To make the transition smooth, assemble a basic “data package” in advance: list of services by department, owners and backups, renewal rules and decision criteria, access principles and offboarding plan, payment history and documents.

In a small company IT and finance usually lead changes: one is responsible for access and users, the other for payments and limits. If services multiply, there are branches or audit requirements, it’s often easier to involve an integrator while keeping owners and control inside.

If you need help organizing corporate services and infrastructure, GSE.kz as a systems integrator can step in: from designing access control and process setup to 24/7 support so key systems run reliably and predictably.

FAQ

Where to start tracking licenses and subscriptions if there is almost no time?

Start with the critical services: corporate email, file access, accounting, CRM/support, telephony, backup and security. These are the subscriptions that, if cut off, immediately halt work or create major risks.

Do I need a separate system, or is a spreadsheet enough?

A simple spreadsheet is usually enough if you have up to a few dozen services and discipline to keep it updated. The key is that the registry quickly answers: what was bought, who owns it, and when to decide on renewal.

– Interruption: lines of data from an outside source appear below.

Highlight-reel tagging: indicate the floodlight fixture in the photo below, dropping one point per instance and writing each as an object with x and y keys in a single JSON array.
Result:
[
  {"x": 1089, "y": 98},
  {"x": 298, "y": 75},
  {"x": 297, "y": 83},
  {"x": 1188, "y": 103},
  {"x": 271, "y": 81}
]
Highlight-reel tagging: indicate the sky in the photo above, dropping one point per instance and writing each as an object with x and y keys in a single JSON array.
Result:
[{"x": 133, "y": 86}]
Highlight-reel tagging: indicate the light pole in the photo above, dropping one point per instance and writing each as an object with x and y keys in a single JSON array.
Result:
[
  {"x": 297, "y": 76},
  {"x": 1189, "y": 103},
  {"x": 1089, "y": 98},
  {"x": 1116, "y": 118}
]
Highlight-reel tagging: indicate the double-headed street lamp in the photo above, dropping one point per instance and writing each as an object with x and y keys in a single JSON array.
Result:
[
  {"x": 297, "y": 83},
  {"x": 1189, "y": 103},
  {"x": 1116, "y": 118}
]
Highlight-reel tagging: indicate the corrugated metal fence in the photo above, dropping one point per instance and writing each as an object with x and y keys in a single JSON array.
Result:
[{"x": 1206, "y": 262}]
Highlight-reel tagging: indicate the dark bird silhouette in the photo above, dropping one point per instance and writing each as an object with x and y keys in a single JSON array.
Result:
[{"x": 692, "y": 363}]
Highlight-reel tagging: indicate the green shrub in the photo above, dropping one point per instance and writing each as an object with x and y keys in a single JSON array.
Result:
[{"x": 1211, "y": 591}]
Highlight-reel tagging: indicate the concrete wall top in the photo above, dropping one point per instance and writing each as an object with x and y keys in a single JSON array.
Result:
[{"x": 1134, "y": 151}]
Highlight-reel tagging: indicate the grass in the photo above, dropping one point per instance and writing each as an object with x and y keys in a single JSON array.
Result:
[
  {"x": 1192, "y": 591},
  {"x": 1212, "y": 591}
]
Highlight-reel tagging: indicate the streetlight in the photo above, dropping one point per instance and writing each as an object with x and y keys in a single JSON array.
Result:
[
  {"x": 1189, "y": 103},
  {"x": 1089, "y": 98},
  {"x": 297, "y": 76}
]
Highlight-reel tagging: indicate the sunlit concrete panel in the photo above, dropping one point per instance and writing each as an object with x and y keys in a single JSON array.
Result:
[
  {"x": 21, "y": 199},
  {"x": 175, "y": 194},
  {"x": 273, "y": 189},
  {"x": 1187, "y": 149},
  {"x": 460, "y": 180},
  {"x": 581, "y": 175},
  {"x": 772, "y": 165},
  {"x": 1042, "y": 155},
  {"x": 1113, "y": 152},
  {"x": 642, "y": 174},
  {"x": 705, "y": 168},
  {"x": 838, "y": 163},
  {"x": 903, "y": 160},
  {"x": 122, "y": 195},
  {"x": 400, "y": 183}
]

Which fields are essential in the registry so it actually helps?

The standard minimum: service name and purpose, tariff and licensing model, quantity and cost, who is the owner, who is the tech admin, payment method and vendor, start/end dates, auto-renewal and reminder date. Add where admin credentials are stored and who is the backup responsible person.

Why assign a service owner if there is IT and finance?

Because without an owner a subscription becomes “nobody’s”: seats grow unchecked, auto-renewals charge money, and no one can approve changes. An owner confirms the need for the service, the required number of licenses, and renewal decisions.

When is it better to keep auto-renewal on, and when to turn it off?

Turn on auto-renewal only where there is a clear owner and a known limit (budget or seat count). For other services it’s safer to disable auto-renewal and renew manually by decision to avoid unexpected annual charges.

How many days before renewal should I set reminders?

A practical reminder scheme is 60–30–7: - 60 days: the owner gathers facts and prepares options. - 30 days: a decision is made and purchase/tariff change is started if needed. - 7 days: final check that the invoice is paid, accesses won’t be lost, and auto-renewal is set correctly. This reduces last-minute payments and accidental outages.

How to quickly find extra licenses and stop overpaying?

Compare active users in the service with what you pay for, close inactive accounts to free seats, and then reduce the plan or reallocate licenses so newcomers aren’t bought extra seats when free ones already exist.

What to do if a service is paid with an employee's personal card?

First, find all payments in bank statements and link them to services and owners. Then move payments to the company and secure a corporate payment method. Also update the billing and recovery email to a corporate address so the subscription doesn’t depend on a particular employee.

Which security measures are critical for subscriptions and admin access?

At minimum: record in the registry who is the administrator and who is the backup, enable MFA, use corporate accounts for admin and recovery. On the day of an employee’s departure, disable their access, transfer ownership, and check whether the license can be reused so you don’t keep paying for departed staff.

How to keep the registry from becoming outdated after the first two weeks?

Create a single intake for requests and a rule: any new service or subscription change is entered into the registry on the same day the decision is made. For trials, always set an end date and a responsible person so a trial doesn’t quietly become a paid subscription.